Eram perto de três dezenas de jovens angolanos residentes em Portugal que frente ao consulado de Angola em Lisboa, neste 14 de setembro mostraram um cartão vermelho à brutalidade policial que afirmam se ter agravado com a pandemia de covid-19.

Os jovens concentraram-se pouco depois das 10:00 frente ao consulado, em Alcântara, reagindo a um desafio através das redes sociais, que nos últimos tempos tem sido o principal meio de comunicação e também de denúncia do que classificam de “crime sem castigo”.

Com pandemia, mais de uma dezena de pessoas perderam a vida em Angola na sequência de intervenções policiais para obrigar ao cumprimento dos decretos presidenciais com as medidas que vigoraram no estado de emergência e agora na situação de calamidade pública, nomeadamente o uso de máscara facial.

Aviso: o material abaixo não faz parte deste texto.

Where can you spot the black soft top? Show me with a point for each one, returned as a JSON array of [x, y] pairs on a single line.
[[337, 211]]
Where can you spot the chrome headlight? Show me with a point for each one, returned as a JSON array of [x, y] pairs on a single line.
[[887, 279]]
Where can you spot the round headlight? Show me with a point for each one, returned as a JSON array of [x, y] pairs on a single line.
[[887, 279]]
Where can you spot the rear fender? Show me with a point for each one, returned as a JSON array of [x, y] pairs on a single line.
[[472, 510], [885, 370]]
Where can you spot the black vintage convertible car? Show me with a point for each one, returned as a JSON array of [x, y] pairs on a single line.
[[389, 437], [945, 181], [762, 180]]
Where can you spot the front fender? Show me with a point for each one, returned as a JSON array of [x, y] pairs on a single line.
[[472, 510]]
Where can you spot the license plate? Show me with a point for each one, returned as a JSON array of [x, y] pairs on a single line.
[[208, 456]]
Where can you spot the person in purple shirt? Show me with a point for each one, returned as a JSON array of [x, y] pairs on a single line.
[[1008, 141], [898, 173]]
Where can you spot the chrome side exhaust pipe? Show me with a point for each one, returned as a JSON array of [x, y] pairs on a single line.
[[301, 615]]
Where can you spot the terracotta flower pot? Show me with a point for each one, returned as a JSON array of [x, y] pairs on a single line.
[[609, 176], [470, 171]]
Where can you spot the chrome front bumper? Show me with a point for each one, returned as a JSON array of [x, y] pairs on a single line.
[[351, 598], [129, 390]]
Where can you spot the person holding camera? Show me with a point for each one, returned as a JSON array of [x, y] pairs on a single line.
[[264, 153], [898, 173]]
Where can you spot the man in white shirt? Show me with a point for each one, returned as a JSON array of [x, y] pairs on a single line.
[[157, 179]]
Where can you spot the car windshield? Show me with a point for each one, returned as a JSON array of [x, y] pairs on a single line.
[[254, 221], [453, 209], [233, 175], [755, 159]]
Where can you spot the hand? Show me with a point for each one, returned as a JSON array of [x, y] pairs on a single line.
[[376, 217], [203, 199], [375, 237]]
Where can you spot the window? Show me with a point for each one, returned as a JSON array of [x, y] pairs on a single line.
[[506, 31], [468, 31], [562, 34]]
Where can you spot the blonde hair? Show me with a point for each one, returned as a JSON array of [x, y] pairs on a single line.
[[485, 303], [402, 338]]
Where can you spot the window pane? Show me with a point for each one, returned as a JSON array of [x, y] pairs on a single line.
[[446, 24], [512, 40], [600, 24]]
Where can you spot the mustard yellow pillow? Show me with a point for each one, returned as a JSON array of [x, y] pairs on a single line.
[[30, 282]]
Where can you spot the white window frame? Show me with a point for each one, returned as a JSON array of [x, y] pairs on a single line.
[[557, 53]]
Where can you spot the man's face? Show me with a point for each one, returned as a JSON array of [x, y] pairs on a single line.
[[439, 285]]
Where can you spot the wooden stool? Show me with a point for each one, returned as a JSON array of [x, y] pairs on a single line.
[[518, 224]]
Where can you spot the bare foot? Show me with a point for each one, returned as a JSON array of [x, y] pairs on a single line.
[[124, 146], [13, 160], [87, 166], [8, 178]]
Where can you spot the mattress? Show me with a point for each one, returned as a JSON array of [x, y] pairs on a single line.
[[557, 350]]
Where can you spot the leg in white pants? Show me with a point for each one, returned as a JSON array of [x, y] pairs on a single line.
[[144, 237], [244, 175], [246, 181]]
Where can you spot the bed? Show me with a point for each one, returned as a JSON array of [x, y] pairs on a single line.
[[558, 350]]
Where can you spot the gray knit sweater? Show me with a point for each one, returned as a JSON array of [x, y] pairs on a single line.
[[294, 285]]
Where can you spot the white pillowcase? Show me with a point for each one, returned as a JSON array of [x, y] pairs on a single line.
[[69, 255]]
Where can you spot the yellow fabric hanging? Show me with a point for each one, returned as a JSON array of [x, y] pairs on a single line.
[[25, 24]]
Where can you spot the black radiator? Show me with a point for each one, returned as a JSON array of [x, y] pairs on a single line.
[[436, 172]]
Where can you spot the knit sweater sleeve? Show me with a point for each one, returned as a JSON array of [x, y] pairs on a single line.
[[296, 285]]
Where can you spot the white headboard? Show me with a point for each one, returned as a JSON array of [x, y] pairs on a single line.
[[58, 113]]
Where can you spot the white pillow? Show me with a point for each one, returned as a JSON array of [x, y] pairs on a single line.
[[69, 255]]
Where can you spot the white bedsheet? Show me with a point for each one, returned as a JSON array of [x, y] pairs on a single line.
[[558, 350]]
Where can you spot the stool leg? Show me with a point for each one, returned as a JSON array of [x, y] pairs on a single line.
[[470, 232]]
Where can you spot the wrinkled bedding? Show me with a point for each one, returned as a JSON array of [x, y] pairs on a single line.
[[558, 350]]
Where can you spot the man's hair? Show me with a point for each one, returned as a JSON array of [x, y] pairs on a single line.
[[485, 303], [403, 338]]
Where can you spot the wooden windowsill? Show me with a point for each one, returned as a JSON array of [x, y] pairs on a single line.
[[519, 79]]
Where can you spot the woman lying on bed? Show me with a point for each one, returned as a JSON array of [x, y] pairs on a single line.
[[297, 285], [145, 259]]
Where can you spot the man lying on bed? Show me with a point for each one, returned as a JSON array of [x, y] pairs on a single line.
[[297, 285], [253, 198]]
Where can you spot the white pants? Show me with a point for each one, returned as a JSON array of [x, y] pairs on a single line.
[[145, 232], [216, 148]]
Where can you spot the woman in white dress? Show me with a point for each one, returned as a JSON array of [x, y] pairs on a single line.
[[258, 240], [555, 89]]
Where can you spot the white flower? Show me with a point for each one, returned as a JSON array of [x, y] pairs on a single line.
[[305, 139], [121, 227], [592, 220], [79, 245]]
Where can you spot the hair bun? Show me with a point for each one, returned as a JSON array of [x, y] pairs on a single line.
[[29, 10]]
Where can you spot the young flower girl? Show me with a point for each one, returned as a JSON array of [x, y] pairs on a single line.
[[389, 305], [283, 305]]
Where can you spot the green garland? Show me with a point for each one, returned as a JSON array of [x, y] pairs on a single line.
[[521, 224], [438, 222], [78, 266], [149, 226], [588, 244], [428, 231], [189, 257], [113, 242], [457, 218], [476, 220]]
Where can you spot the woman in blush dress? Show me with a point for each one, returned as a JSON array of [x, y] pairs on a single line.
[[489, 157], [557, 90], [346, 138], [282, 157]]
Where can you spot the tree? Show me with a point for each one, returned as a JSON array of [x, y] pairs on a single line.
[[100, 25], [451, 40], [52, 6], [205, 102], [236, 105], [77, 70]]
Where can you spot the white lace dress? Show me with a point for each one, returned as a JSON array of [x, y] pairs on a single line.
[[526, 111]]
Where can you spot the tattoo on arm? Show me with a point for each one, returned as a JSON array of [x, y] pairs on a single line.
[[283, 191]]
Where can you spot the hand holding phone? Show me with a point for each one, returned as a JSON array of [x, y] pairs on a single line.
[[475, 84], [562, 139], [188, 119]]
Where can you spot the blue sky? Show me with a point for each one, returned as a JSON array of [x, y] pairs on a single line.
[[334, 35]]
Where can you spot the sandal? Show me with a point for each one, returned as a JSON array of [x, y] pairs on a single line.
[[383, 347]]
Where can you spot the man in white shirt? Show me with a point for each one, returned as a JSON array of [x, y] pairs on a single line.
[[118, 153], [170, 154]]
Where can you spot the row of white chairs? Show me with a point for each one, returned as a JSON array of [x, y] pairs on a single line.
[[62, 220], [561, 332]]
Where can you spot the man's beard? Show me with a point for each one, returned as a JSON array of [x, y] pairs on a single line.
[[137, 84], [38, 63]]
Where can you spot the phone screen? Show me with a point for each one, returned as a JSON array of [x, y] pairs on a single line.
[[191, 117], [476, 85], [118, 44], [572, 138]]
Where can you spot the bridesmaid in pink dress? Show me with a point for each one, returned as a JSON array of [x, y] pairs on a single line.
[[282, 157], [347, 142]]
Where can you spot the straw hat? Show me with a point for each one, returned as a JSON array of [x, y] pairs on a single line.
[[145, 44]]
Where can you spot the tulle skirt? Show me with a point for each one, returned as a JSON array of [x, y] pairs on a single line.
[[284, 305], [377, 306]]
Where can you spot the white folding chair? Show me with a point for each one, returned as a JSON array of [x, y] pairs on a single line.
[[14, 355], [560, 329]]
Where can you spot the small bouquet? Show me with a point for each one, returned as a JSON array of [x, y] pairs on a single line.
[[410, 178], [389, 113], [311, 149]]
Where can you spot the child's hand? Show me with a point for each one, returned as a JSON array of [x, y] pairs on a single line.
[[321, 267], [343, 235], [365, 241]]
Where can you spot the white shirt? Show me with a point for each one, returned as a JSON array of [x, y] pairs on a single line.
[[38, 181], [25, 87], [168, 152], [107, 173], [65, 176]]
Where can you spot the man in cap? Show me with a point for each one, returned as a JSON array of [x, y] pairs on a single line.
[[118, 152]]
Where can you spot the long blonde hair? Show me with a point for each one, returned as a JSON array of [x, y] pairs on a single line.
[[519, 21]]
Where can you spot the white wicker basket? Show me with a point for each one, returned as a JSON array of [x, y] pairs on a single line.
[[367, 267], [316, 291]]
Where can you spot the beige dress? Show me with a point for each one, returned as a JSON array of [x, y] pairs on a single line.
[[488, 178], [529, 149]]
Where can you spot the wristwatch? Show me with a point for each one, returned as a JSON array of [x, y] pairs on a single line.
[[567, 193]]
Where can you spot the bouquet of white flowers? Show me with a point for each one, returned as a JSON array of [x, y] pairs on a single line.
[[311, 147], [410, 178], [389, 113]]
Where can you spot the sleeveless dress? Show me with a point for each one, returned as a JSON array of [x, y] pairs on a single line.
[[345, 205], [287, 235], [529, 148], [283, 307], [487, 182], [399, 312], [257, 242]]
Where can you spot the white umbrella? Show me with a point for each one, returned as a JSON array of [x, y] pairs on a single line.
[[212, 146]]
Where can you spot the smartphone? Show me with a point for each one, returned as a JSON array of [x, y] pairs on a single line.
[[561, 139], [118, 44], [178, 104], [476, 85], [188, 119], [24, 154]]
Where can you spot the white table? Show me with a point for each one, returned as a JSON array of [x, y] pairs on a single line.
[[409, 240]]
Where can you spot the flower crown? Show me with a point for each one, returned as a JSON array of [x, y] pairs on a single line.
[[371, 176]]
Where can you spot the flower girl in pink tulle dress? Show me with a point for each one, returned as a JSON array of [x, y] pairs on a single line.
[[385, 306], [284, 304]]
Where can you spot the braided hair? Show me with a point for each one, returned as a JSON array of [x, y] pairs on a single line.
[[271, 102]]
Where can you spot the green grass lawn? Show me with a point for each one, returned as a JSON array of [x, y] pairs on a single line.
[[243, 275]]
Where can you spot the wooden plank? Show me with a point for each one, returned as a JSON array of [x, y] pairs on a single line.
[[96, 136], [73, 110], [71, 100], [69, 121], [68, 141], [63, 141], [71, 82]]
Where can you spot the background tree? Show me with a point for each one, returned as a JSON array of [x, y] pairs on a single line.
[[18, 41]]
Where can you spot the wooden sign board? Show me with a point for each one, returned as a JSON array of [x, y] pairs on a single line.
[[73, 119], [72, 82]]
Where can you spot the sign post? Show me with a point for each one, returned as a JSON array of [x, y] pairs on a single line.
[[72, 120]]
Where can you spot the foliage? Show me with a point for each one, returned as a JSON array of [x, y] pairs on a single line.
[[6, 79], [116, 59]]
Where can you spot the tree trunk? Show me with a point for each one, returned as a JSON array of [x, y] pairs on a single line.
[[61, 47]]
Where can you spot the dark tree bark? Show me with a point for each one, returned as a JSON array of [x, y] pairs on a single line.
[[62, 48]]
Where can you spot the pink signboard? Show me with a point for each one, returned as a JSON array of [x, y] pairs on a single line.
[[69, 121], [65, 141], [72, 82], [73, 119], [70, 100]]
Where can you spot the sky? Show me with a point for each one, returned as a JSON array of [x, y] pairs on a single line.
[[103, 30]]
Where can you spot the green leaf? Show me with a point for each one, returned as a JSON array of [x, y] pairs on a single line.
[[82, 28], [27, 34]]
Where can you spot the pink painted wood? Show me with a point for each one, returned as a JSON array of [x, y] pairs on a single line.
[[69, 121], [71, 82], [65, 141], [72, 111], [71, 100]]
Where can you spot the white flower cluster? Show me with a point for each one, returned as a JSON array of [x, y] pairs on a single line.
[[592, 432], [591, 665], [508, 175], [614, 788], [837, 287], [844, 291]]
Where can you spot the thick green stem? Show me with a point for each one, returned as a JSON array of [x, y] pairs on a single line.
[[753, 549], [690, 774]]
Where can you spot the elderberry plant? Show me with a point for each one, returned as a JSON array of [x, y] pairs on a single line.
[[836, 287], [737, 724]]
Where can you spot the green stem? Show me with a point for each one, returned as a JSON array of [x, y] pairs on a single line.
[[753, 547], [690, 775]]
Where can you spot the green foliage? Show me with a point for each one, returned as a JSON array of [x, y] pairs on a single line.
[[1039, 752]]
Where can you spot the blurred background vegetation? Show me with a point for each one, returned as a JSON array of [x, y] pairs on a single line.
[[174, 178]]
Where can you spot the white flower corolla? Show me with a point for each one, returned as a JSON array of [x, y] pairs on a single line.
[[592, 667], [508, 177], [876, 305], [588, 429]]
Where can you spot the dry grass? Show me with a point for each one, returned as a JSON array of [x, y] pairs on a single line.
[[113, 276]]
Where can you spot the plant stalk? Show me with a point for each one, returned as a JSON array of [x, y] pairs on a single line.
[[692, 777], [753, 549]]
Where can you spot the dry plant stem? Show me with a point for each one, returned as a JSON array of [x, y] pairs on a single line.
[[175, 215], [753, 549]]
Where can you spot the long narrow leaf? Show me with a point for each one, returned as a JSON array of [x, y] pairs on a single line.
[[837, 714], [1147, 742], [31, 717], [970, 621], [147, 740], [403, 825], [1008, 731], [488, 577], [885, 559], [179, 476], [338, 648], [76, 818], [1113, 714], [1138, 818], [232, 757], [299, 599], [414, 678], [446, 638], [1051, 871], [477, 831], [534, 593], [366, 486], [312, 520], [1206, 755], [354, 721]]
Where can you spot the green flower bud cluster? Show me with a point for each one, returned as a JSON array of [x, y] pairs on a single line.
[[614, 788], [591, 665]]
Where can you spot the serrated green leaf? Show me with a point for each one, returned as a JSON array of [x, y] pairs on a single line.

“Quem é que chamamos, quando a polícia mata?”, “Esfomeados, doentes, frágeis e inseguros” ou “Parem de nos matar” foram algumas das frases que se podiam ler nos cartazes empunhados por estes jovens que, ordeiramente, começaram o protesto a entoar o Hino Nacional, gritando em uníssono “Um só povo, uma só nação!”.

A manifestação pacífica prosseguiu com um minuto de silêncio pelas “vítimas da brutalidade policial em Angola”, com os jovens de joelhos e o punho cerrado, um dos símbolos da resistência e solidariedade.